Relationship status:
Just kissed my cat and he got up and moved to the other end of the couch.
Waiting for the local donut park to open 🙂
IRONMAN 3 SPOILER ALERT: Tony’s all “pffsh whatever I’m Ironman” then he’s all “JARVIS HELP” then he’s sad but then it’s like whaaaaat.
“you don’t text back” i know, stop texting me
The husband came home from work, handed me a package and said “I bought you a new toilet seat.”
I took the package and said “yay!” without sarcasm.Sincerely,
18 years of marriage.
No more excuses…
…I’m canceling that gym membership.
Angel: Whatcha makin?
God: I call them peanuts. A tasty treat in a protective shell. They’re not really a fruit or vegetable. Most people will love to eat them.
Angel: That sounds innovative-
God: Others will eat them and die
Angel: …is this a prank?
[interview]
So what’s a personal strength?
“Honesty.”
And a failing?
“I murder people who don’t hire me.”
“Endorphins” after working out is a scam, one is simply happy that they are no longer working out
[flops on the ground like a fish whenever I have to make a decision]
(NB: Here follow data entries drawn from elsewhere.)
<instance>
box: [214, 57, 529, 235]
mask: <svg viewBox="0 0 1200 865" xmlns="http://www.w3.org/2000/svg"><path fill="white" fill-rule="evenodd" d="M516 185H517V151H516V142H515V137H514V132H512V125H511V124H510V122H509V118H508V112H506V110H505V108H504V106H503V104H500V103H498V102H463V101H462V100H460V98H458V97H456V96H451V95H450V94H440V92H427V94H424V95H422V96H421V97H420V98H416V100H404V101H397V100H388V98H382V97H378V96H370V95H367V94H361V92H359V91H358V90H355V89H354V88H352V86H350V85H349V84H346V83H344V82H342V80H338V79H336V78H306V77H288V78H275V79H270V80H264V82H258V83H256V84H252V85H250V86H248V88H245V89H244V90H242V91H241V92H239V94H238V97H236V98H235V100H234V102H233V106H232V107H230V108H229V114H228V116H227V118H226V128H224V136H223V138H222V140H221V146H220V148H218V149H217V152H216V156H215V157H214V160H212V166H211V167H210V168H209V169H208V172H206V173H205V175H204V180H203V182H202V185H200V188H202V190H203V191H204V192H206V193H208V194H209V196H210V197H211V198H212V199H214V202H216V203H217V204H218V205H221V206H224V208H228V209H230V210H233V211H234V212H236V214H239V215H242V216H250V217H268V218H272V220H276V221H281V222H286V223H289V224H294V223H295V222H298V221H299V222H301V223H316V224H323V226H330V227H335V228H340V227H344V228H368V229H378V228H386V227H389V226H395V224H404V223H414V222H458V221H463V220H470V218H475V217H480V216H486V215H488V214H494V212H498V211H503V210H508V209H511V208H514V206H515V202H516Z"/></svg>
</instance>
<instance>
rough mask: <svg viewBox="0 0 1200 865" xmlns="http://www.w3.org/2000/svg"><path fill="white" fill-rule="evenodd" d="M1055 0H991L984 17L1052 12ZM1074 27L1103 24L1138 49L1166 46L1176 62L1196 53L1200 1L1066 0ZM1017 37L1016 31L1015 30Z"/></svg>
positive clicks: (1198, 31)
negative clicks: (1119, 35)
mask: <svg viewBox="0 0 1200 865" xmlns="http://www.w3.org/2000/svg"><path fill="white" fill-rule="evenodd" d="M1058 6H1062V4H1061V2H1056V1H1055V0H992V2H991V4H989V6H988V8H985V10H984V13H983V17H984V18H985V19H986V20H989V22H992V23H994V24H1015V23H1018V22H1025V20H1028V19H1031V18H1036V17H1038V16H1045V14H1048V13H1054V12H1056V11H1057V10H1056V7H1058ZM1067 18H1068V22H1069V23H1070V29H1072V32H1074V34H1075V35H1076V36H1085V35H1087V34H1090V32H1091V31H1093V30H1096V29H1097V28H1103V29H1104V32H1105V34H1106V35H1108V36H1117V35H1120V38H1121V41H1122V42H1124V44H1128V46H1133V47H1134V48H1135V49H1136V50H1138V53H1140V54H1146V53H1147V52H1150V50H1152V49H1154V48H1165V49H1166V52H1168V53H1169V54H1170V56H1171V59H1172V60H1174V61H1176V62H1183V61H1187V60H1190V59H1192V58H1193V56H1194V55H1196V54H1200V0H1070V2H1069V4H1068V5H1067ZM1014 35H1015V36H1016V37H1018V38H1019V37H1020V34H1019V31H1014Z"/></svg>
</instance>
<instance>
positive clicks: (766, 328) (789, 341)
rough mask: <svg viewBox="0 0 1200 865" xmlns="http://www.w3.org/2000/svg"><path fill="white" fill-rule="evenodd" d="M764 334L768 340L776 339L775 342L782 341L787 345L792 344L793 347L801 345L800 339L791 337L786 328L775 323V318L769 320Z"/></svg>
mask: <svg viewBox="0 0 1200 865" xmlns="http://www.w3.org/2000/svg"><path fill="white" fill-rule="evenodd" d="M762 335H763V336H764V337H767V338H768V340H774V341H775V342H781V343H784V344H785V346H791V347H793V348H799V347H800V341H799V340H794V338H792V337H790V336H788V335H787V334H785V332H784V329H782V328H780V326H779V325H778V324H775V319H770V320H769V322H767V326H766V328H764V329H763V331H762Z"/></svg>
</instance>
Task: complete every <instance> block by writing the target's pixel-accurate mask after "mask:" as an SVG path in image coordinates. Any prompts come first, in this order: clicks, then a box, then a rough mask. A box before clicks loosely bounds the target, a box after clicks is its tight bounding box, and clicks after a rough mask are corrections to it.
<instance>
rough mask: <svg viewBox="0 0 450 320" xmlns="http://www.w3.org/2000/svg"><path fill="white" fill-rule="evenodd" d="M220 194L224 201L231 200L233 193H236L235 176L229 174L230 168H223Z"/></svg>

Forgot to get McDonald’s after my son’s dr appt to take back to school with him and now CPS just kicked down my door
*checks Groupon for deals on exorcisms*
[at a dive bar]
Friend: Look, I know you’re disappointed, but we should at least have one drink.
Me: *wearing flippers, a wetsuit and a snorkle* I’d like to leave, please.
Can we all just agree that nothing needs to be connected to Facebook ever?
looking for a buddy to go together on knuckle tats:
[P][E][R][S] [O][N][A][L]
[P][A][N][P] [I][Z][Z][A]
That awkward moment in the confessional when the priest says “Thanks for that mate. I’m actually the cleaner. Wait til the lads hear this!”.
My daughter’s main food groups are pancakes, watermelon, cheese, and her mother’s patience.
Mom: Everyone has to learn to swim
Kid: Even Jesus?
Mom: Of course
Jesus: *sliding across the pool in heelys* Lying’s a sin, Brenda
Just had my biannual teeth cleaning like some barn animal.
Absolutely destroyed my bed last night… I cuddled those covers so hard
I wish I knew how to fix America like everyone else on Twitter.
[Rome]
CENTURION: please state your date of birth
CITIZEN: May I
CENTURION: yes
CITIZEN:
CENTURION:
CITIZEN:
CENTURION: when is it tho
How many of you have awakened with your spouse holding your hand only to find they are putting your thumb on your iPhone trying to break in?
Sincere, like a compliment from a car salesman.
(Guy who was trapped in a well for 20 years standing in front of the Get Well Soon cards at the pharmacy, frowning)
ORANGUTAN ADOPTS THREE TIGER BABIES
Always be kind. You never know who has subscriptions to your favorite streaming apps.